About $8.5 million of the $45 million were new revenue projections.

“I think that we’ve done our best to be thoughtful and judicious,” Newsom said.

Newsom has taken criticism from some supervisors who claim he has in past budget cuts demanded a disproportionately higher amount from health and human services than from law enforcement.

“Public safety took the lion’s share of the mid-year cuts,” Newsom said today.

“Police, fire and sheriff really stepped up,” he said. “They deserve a lot of credit.”

Health and human service cuts “are always the most difficult,” Newsom said.

The mayor himself proposed a 15 percent cut from both his salary and that of his chief of staff, who both earn more than $200,000, and 10 percent salary cuts from others in the mayor’s office earning more than $125,000.

Though there were no layoffs in this round of cuts, Newsom said expects there will be in January.

The mayor had 21 days to come up with the cuts after the city controller issued a report on Nov. 16 that the general fund was another $53 million short. The number was later revised down to $45 million.

“The general fund reserve is now restored,” Newsom said. “We’re back in fiscal health.”
A major factor in balancing the budget was the need to assure credit rating agencies that the city is on sound financial footing, according to Newsom.

Approximately $25 million of the current proposed cuts would be ongoing, so Newsom today revised the projected deficit for the next fiscal year down from $522 million to $497 million.

But the city will be without help from the state next year, and will not receive the one-time federal stimulus dollars it got this year, according to Newsom.

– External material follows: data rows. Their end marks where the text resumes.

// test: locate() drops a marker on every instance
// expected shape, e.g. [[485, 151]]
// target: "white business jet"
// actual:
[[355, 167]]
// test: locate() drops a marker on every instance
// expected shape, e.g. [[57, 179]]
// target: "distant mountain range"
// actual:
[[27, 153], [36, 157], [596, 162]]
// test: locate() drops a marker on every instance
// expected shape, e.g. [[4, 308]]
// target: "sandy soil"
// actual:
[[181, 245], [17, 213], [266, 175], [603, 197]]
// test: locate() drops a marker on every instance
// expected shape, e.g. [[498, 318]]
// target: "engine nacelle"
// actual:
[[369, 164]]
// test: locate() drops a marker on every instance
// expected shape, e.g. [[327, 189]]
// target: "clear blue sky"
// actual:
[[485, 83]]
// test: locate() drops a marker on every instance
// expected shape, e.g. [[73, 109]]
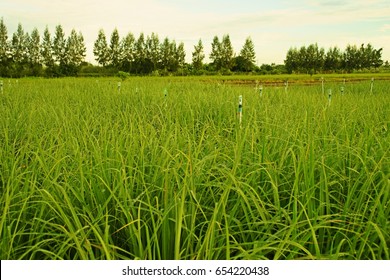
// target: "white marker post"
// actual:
[[165, 97], [240, 109], [372, 85]]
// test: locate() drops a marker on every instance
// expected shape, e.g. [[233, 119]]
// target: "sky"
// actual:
[[274, 26]]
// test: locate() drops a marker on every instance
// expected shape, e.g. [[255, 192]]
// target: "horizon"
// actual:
[[274, 27]]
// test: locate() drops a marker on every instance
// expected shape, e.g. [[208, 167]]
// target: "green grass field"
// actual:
[[90, 172]]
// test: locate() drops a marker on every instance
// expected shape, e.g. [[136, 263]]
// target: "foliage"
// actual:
[[313, 59], [90, 172]]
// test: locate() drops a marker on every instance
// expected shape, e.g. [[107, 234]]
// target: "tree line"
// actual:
[[27, 54], [24, 54], [149, 55], [312, 59]]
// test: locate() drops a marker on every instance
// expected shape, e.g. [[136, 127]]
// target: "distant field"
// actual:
[[161, 168]]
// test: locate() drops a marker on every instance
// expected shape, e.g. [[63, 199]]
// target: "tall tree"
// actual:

“And so it’s a much more challenging budget,” he warned.

“The next round, there will have to be, by definition, some creative solutions,” he said.

Along those lines, Newsom said today he will continue to ask all city departments to trim 20 percent from their budgets, and to make contingency plans to cut 30 percent.

In the end, though, “some departments will have deeper cuts, some will have substantially smaller cuts,” he said.

The Board of Supervisors will consider today’s proposed cuts in January.